= Alloplant =

Biomaterial with alleged regenerative properties

Alloplant is a biomaterial made from cartilage used for eye surgery in some clinics in Russia. Experts warn that claims about its alleged regenerative properties by its inventor have not been documented in medical literature.

==Origin==
The compound has been developed by Bashkir ophthalmologist and mystic Ernst Muldashev in the 1970s. Muldashev claims to have invented Allplant after an expedition in Tibet gave him innate and unprecedented understanding of certain worldly ideas and concepts beyond peer-reviewed medicine.

According to Muldashev, Alloplant is biomaterial harvested from recently deceased donors. He used Alloplant in eye surgery to improve the rejection rate of tissue grafts. After a high-profile case in 2000 where a patient gained some eye function despite an allegedly incurable condition, Muldashev eventually gained government support to use his compound at an ophthalmology and plastic surgery clinic in his home city of Ufa.

==Claims==
Muldashev has claimed variously that Alloplant works by regenerating dead tissue it's in contact with, or by attracting stem cells that proceed to differentiate to rebuild damaged structures in the eye, or prevent further spread of the condition.

He claims this material, surgically implanted in the eye, will help cure or stop the progression of a vast array of diseases and conditions, such as retinitis pigmentosa, diabetic retinopathy, age-related macular degeneration, optic nerve atrophy, glaucoma, progressive myopia and retinopathy of prematurity.

Expert ophthalmologists contacted by the media say scientific literature include no studies validating Muldashev's claims about Alloplant.

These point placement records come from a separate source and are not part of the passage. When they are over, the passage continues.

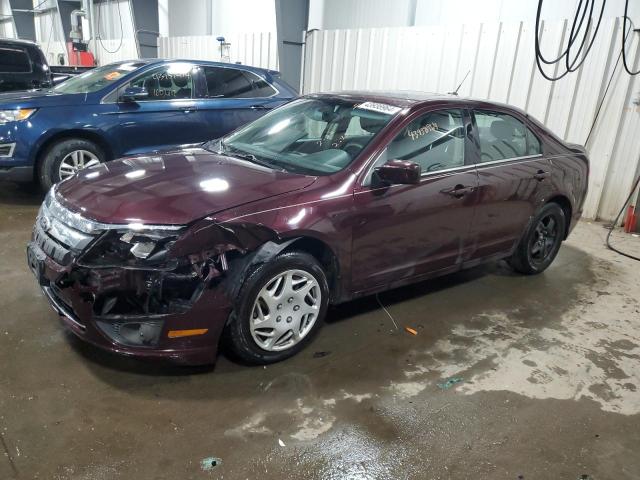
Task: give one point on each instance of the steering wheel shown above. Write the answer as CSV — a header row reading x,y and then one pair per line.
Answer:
x,y
352,148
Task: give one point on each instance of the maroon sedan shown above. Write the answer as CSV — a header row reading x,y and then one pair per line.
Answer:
x,y
333,196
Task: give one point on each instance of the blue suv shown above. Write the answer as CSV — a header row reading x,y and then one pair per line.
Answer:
x,y
128,108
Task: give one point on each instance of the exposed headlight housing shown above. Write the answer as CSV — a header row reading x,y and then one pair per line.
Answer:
x,y
131,248
15,115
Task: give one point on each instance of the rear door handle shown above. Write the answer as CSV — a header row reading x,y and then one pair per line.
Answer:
x,y
541,175
459,190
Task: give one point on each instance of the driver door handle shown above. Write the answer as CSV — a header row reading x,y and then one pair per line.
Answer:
x,y
541,175
459,190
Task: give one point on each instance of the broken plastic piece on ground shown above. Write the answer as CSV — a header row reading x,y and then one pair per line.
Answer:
x,y
450,382
210,463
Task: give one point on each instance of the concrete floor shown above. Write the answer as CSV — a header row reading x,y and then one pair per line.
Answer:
x,y
508,377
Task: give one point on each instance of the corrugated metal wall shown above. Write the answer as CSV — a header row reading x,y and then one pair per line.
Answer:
x,y
500,57
255,49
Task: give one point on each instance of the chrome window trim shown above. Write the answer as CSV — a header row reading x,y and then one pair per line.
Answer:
x,y
367,178
12,147
92,227
505,160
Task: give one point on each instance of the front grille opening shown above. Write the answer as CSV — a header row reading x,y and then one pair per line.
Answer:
x,y
6,149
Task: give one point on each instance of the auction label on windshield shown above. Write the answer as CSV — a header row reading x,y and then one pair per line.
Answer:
x,y
379,107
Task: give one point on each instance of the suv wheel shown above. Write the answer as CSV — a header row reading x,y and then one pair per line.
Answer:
x,y
67,157
541,242
280,308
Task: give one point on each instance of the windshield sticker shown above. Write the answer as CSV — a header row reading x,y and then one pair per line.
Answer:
x,y
416,134
379,107
112,76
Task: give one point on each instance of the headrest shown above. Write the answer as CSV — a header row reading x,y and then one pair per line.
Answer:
x,y
372,125
502,130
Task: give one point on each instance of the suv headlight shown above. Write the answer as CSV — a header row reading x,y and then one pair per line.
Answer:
x,y
16,115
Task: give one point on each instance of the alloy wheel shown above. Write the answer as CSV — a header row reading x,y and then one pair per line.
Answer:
x,y
285,310
544,239
75,161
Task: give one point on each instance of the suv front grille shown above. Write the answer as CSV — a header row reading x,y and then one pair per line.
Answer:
x,y
6,149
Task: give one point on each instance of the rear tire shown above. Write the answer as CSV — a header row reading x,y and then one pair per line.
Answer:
x,y
66,157
266,310
541,241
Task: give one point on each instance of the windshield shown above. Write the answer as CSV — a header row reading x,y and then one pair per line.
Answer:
x,y
98,78
314,136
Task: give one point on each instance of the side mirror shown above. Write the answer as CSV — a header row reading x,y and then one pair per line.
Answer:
x,y
396,172
134,94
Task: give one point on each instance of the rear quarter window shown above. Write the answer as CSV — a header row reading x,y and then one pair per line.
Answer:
x,y
14,60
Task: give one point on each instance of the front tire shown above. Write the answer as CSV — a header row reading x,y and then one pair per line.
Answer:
x,y
541,242
280,308
67,157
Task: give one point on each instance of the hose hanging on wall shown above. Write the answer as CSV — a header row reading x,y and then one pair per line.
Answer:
x,y
580,32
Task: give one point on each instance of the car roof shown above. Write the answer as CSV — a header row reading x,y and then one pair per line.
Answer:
x,y
160,61
412,99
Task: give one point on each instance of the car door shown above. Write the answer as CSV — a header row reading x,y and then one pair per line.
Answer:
x,y
404,231
232,97
513,180
166,118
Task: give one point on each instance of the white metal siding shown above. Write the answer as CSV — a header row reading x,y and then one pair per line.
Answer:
x,y
501,59
255,49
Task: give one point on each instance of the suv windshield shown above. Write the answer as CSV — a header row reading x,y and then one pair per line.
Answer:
x,y
315,136
98,78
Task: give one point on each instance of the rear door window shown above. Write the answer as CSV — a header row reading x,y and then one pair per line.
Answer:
x,y
503,136
235,83
14,60
170,82
435,141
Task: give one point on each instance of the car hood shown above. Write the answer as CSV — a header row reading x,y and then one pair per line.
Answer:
x,y
39,98
173,188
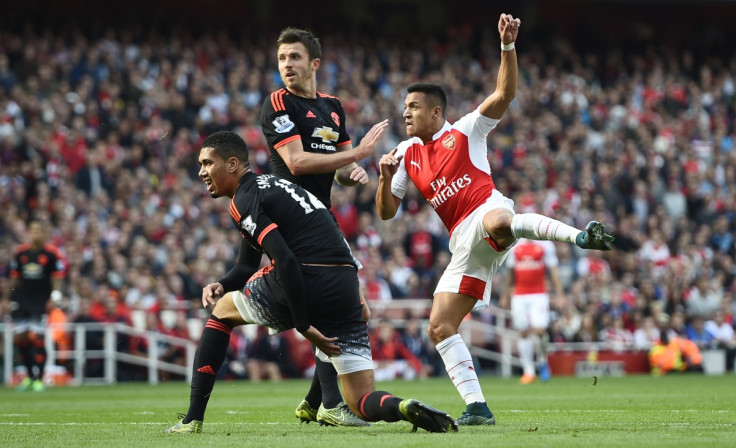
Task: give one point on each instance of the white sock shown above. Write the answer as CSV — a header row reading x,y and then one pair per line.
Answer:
x,y
540,227
526,354
541,345
459,366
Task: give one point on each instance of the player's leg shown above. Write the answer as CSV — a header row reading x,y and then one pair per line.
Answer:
x,y
504,227
25,354
448,311
307,409
364,400
208,359
38,347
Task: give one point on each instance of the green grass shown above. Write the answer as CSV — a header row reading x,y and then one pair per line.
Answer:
x,y
636,411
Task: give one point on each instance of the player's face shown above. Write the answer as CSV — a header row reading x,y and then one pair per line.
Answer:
x,y
418,116
36,234
213,171
295,67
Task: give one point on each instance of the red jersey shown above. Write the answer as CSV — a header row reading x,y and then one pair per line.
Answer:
x,y
529,261
452,172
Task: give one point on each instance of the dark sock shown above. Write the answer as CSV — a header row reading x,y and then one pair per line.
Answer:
x,y
208,359
380,405
39,358
314,396
331,396
25,353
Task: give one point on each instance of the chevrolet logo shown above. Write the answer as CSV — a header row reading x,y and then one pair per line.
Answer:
x,y
326,134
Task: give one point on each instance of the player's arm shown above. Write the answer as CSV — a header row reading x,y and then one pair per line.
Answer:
x,y
287,267
496,104
247,263
249,258
387,204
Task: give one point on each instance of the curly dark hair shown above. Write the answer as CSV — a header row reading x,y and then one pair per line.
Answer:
x,y
292,35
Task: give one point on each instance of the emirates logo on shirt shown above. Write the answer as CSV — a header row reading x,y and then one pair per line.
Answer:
x,y
449,141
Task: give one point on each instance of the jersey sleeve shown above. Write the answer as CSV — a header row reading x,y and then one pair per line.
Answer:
x,y
477,127
276,124
248,213
400,181
344,138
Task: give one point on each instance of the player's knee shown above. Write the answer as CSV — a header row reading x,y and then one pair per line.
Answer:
x,y
497,224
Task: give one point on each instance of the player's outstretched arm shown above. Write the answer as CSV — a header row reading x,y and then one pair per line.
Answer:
x,y
386,203
496,104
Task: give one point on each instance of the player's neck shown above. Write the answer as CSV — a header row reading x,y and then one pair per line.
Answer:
x,y
429,135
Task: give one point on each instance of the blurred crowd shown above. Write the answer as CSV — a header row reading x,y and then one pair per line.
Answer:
x,y
99,138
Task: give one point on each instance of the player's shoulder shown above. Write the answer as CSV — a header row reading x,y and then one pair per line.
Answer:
x,y
329,98
277,100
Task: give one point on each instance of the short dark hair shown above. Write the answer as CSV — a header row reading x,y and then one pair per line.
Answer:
x,y
227,144
292,35
436,95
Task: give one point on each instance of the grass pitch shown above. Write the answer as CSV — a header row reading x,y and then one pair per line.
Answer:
x,y
682,410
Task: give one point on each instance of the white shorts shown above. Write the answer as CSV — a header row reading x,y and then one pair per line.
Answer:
x,y
529,311
346,362
474,261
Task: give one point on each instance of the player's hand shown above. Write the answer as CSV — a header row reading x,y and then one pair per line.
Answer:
x,y
322,342
210,294
504,301
389,163
508,28
369,142
359,175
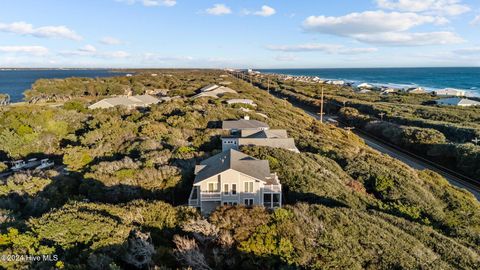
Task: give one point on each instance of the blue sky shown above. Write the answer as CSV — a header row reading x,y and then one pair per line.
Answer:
x,y
239,33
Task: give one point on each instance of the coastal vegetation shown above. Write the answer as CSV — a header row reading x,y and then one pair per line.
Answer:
x,y
118,202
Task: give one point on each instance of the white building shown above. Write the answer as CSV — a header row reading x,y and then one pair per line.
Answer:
x,y
241,101
463,102
234,178
127,101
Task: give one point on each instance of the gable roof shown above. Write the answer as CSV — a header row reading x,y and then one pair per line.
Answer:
x,y
209,87
458,101
244,124
267,134
235,160
142,100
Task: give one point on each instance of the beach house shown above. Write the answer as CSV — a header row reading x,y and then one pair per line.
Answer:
x,y
126,101
276,138
214,91
244,124
234,178
451,92
241,101
463,102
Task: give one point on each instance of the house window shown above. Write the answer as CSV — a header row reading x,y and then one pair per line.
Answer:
x,y
194,193
267,200
276,200
212,187
248,187
230,203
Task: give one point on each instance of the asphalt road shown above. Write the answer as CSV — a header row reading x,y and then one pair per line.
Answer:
x,y
409,160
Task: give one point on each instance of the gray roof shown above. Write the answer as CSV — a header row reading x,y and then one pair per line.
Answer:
x,y
244,124
270,134
129,101
235,160
458,102
209,87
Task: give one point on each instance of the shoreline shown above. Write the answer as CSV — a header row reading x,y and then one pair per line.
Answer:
x,y
472,92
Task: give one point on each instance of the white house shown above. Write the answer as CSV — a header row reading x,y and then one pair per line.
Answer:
x,y
214,91
463,102
241,101
234,178
276,138
127,101
244,124
365,86
451,92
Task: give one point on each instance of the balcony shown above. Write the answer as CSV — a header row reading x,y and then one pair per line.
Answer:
x,y
272,189
211,196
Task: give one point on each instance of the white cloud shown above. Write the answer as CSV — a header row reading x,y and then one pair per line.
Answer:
x,y
439,7
266,11
219,9
379,27
468,51
367,22
23,28
33,50
411,39
316,47
476,20
151,3
110,41
88,49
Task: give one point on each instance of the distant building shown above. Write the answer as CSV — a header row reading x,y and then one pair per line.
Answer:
x,y
214,91
365,86
244,124
4,100
416,90
463,102
241,101
234,178
451,92
276,138
127,101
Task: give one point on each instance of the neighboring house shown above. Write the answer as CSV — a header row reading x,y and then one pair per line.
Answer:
x,y
127,101
209,88
277,138
214,91
4,99
365,86
451,92
416,90
234,178
244,124
457,102
241,101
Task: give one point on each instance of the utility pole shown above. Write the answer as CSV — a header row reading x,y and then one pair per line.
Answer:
x,y
476,141
381,116
321,108
268,84
349,129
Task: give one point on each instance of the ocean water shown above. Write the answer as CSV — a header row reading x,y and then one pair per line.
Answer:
x,y
429,78
15,82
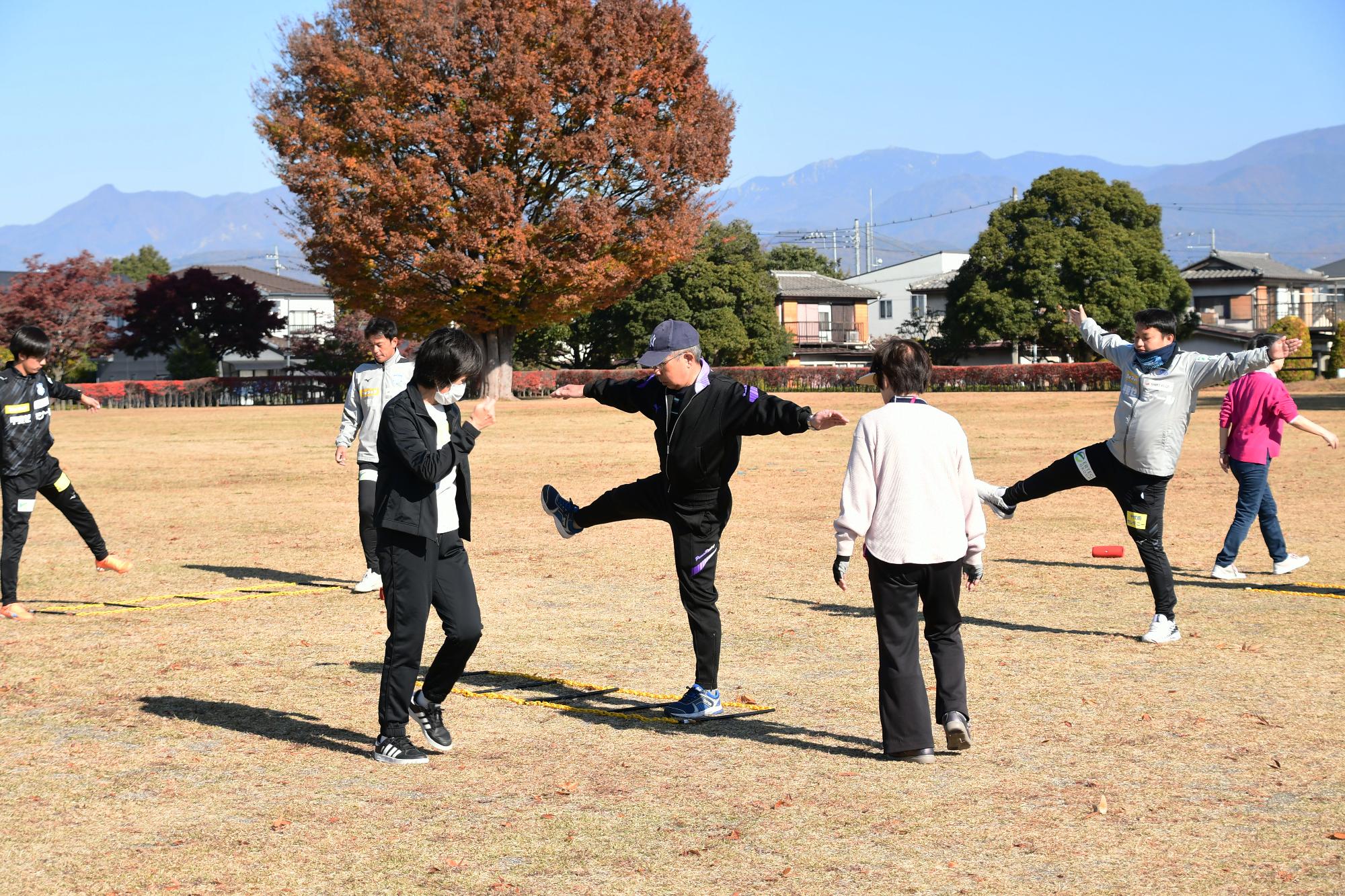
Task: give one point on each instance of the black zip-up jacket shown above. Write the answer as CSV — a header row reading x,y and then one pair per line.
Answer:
x,y
26,438
410,467
701,450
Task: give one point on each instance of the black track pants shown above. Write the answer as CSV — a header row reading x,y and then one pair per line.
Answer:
x,y
899,589
368,529
420,573
20,495
1141,498
696,551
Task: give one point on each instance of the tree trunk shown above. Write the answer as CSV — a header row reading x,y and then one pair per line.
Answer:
x,y
498,381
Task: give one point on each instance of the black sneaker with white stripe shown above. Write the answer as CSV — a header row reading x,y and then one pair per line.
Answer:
x,y
431,717
397,751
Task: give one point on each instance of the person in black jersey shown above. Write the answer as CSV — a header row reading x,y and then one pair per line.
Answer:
x,y
28,469
700,419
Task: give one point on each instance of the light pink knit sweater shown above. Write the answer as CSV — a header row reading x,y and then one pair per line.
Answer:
x,y
909,489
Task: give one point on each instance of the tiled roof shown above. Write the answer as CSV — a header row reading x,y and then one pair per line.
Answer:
x,y
808,284
268,282
933,284
1245,264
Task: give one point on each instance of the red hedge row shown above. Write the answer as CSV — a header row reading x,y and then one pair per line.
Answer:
x,y
1100,376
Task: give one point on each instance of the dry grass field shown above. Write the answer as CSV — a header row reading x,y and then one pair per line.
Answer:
x,y
202,724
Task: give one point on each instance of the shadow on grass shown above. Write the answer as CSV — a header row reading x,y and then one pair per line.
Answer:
x,y
867,612
295,728
268,575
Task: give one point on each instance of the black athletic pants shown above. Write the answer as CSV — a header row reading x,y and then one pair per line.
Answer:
x,y
419,573
903,702
1141,498
368,528
696,551
20,495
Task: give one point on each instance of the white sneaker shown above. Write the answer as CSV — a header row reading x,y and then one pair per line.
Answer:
x,y
372,581
993,495
1161,631
1291,564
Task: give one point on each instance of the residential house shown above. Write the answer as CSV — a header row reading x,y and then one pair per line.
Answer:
x,y
303,306
896,302
1241,294
828,318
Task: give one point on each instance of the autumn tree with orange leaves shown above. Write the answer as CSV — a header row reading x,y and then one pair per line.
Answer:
x,y
501,165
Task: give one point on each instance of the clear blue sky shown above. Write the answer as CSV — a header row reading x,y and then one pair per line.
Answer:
x,y
154,95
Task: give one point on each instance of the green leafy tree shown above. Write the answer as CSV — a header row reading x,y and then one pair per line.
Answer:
x,y
1073,239
792,257
1299,366
139,266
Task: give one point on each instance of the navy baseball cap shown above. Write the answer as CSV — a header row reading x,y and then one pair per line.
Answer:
x,y
669,337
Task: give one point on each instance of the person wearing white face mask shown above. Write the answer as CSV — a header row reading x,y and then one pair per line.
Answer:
x,y
424,513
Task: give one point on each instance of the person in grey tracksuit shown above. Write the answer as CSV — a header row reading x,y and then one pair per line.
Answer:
x,y
1157,397
372,386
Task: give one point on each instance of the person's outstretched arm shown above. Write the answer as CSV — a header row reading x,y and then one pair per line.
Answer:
x,y
1308,425
859,498
623,395
751,412
1108,345
352,416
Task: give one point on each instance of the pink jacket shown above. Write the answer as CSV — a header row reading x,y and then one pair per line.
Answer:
x,y
1256,412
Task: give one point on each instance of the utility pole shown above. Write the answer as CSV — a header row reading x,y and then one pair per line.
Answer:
x,y
857,248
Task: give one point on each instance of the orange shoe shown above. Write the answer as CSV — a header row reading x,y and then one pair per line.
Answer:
x,y
112,563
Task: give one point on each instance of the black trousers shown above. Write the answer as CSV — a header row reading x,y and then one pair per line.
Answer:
x,y
903,702
1141,498
368,528
696,551
20,495
420,573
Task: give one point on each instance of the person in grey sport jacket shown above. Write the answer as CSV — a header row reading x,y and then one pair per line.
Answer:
x,y
1159,385
372,386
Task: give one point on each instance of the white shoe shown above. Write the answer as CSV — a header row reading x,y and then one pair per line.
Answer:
x,y
1161,631
1291,564
995,498
372,581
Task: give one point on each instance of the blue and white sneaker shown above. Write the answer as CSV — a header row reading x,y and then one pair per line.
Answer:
x,y
563,512
697,702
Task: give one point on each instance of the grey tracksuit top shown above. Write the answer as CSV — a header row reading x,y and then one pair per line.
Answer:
x,y
372,386
1155,408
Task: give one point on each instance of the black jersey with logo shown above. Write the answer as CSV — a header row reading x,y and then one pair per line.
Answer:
x,y
26,401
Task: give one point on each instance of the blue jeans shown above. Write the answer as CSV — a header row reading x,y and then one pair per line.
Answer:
x,y
1254,502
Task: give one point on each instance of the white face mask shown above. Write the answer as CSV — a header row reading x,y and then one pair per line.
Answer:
x,y
454,395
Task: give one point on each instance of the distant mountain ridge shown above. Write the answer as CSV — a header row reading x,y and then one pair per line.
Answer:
x,y
1284,196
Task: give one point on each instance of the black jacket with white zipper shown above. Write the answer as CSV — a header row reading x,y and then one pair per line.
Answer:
x,y
410,467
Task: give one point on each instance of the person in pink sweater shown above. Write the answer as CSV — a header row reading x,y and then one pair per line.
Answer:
x,y
1252,423
910,493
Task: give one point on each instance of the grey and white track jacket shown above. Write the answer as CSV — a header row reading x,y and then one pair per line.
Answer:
x,y
1155,408
372,386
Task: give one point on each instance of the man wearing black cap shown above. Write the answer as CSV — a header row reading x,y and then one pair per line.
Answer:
x,y
699,419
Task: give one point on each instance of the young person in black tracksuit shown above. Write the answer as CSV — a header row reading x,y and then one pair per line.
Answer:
x,y
26,469
700,419
424,513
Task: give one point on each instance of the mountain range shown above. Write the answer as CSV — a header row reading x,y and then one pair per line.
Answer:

In 2009, the ophthalmologist-in-chief for the University Health Network insisted the treatment had not been presented or discussed in medical conferences. The chief of clinical trials at the U.S. National Institutes of Health's Eye Institute indicated she was unaware of Allopant. Two ophthalmologists from Nevada had published a paper in 2008 concluding that the alloplant method reduced intraocular pressure, one of the main ways of treating glaucoma, and assisted tissue regeneration.